Are car dealers incentivized by the date the deal is signed or the date the car is delivered (need answer fast)?

Is there any incentive for a new car dealer to cut a deal before the end of the calendar year for a car which has not arrived on the lot yet (and might not arrive for a month or so)? Mrs. Martian is convinced that astounding deals are to be had this weekend; I always thought that only applied to cars that are already in the dealer inventory (on the lot), not those in transit or on order.

Or is the whole “make our year end numbers” just an urban legend?

(I think this has a factual answer but mods can move if appropriate.)
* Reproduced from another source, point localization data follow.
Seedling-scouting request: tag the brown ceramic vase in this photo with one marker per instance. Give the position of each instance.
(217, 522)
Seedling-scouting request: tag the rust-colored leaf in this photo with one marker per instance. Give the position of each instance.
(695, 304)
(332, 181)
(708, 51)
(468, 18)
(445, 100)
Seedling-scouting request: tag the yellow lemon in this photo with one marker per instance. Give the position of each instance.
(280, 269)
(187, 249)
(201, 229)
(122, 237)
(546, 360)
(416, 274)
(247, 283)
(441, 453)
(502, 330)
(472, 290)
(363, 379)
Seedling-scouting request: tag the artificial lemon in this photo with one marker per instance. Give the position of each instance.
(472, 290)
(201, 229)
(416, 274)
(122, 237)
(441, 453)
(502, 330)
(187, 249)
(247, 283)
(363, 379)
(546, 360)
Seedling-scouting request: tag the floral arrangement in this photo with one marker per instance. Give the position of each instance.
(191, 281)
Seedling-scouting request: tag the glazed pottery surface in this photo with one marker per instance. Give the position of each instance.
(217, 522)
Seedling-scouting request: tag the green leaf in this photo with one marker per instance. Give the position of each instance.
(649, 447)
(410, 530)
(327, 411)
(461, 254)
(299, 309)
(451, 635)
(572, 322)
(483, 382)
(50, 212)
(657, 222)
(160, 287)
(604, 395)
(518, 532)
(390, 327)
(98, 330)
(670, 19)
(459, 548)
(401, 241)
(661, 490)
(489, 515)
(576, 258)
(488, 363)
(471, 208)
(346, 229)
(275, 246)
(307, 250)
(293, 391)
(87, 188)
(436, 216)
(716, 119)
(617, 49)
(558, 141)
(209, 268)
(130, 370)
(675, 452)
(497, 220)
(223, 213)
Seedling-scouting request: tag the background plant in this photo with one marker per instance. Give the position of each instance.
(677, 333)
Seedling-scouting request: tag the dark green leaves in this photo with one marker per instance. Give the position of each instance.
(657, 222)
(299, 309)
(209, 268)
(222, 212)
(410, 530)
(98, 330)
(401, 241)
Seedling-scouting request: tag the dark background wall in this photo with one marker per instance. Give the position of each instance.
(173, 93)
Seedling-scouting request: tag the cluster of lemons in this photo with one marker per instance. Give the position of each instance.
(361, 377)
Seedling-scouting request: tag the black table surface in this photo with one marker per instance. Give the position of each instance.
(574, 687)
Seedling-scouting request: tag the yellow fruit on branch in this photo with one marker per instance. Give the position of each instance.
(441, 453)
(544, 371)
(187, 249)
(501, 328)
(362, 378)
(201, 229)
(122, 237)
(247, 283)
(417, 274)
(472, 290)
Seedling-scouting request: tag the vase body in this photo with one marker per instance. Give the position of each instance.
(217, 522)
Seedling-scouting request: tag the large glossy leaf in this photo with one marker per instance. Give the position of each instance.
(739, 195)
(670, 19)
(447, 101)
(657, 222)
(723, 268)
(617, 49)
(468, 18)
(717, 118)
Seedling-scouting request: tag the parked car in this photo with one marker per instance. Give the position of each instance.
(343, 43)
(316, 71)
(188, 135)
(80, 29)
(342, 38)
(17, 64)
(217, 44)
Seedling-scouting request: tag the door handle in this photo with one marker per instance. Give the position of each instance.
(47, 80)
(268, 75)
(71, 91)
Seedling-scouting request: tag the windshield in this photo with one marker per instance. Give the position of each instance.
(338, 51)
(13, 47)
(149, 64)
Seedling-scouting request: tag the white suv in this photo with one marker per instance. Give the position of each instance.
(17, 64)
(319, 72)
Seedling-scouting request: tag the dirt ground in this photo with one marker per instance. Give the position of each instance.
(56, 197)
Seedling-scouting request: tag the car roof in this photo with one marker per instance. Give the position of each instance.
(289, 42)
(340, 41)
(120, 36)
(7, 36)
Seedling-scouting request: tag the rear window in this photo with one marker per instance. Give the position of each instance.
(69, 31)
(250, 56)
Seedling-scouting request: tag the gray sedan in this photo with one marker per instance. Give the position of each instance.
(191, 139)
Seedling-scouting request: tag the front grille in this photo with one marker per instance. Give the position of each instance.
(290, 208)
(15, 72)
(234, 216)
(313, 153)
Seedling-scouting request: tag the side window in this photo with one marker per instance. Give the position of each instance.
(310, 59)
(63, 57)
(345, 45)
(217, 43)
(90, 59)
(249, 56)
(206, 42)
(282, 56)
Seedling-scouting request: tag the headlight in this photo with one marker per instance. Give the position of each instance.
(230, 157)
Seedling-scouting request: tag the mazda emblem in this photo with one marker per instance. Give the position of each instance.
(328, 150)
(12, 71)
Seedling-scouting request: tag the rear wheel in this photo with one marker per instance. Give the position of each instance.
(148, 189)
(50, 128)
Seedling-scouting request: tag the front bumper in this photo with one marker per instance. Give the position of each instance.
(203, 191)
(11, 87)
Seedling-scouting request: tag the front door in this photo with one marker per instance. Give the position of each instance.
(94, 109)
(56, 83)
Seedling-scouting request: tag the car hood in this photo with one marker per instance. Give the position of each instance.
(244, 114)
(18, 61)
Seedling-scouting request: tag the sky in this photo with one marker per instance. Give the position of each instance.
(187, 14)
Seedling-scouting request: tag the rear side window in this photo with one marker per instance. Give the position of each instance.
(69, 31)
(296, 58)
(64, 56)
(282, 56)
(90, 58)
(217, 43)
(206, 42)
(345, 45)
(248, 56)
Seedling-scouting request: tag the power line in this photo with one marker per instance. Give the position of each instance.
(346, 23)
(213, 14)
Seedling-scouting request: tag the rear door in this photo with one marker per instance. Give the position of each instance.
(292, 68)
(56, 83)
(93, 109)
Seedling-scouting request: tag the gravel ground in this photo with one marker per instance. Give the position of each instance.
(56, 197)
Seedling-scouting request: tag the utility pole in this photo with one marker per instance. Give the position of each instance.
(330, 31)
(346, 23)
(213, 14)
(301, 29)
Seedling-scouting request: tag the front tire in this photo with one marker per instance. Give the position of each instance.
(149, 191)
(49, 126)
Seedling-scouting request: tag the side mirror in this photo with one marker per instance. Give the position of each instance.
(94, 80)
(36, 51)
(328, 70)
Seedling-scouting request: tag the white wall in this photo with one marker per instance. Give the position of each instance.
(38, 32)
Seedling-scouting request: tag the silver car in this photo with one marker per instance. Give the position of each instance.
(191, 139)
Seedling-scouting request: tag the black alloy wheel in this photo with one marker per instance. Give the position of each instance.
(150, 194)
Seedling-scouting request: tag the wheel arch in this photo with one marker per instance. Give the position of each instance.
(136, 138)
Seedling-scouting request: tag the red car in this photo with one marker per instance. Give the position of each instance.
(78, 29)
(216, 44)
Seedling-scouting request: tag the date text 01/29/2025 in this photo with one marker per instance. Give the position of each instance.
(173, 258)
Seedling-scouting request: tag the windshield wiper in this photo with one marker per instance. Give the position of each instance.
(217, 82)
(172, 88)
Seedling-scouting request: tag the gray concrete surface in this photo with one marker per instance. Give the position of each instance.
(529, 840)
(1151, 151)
This is second hand information (I hired an accountant from a major chain of dealerships and she told us a lot of stories) but at that time the manufacturers offered bonuses based on MONTHLY volume or cars sold, not the annual.
I would assume the “marketing year” if it exists is from September to August not the calendar year.
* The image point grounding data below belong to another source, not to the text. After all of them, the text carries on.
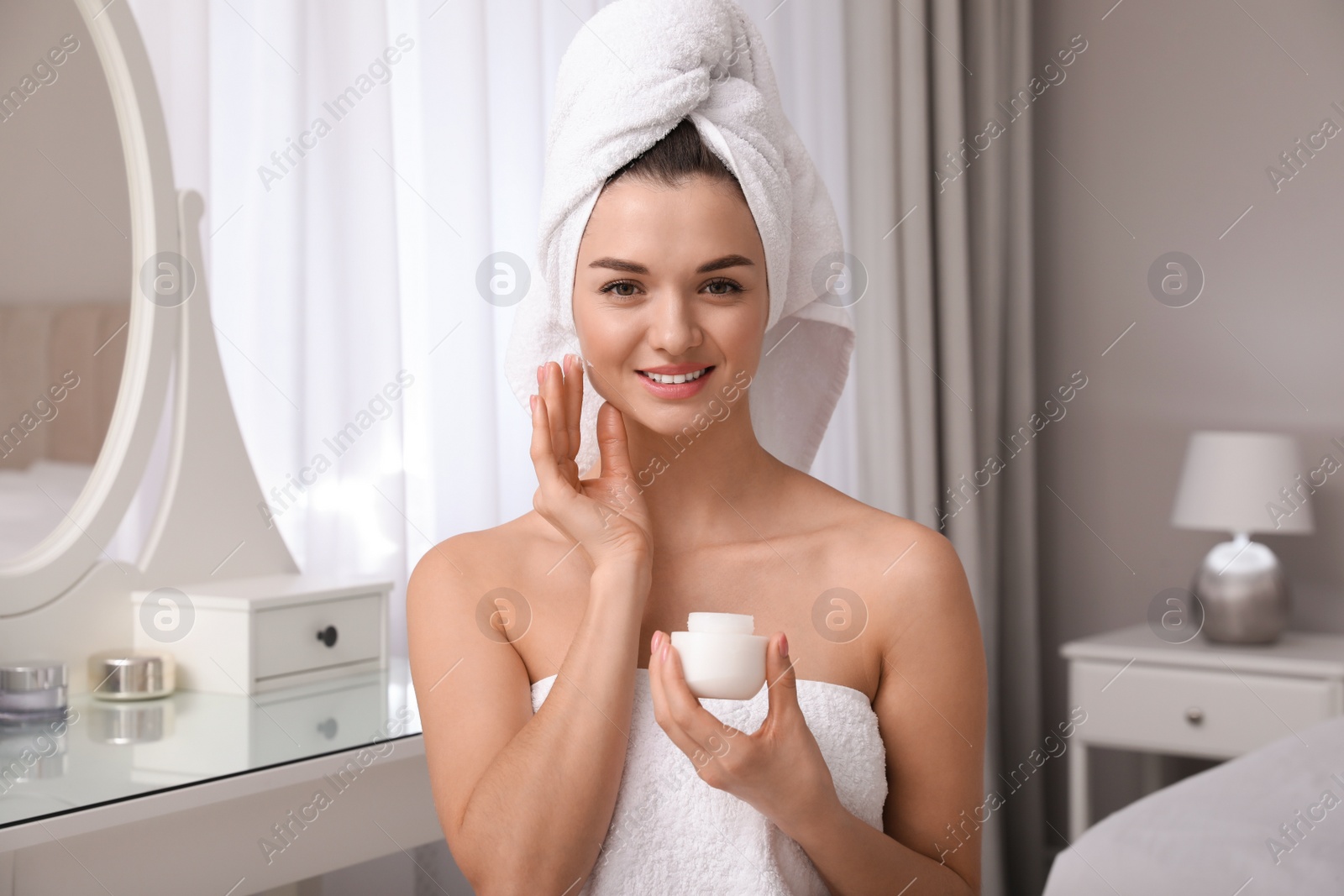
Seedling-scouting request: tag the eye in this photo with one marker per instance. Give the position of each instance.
(732, 286)
(611, 289)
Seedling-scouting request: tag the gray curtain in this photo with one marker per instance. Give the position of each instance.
(944, 354)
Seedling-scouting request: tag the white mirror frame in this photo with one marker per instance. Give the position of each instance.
(60, 598)
(50, 567)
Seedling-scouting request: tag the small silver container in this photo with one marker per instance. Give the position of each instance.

My question is do they get credit in month X for deals that are signed in month X but the car is not delivered until month X+1 (or X+2)? Or only for cars delivered in month X?

IANA automobile dealer, but I know in many industries the manufacturer gives credit when the order is signed. But as @Mighty_Mouse says, there’s a manufacturer incentive pretty much all the time.

The “best time” for a dealer to make its own deal is right before they have to report the inventory on their lot for tax purposes. That’s going to vary by state. Around here it’s late January. Well run dealerships that manage their inventories carefully throughout the year may not care as much about that as the ones that are hanging on by a thread.

Based on my experience with buying a Tesla (so other dealers may do it differently) it is based on the quarter the car is delivered. However that might have been the incentive to the salesman and not the dealership itself.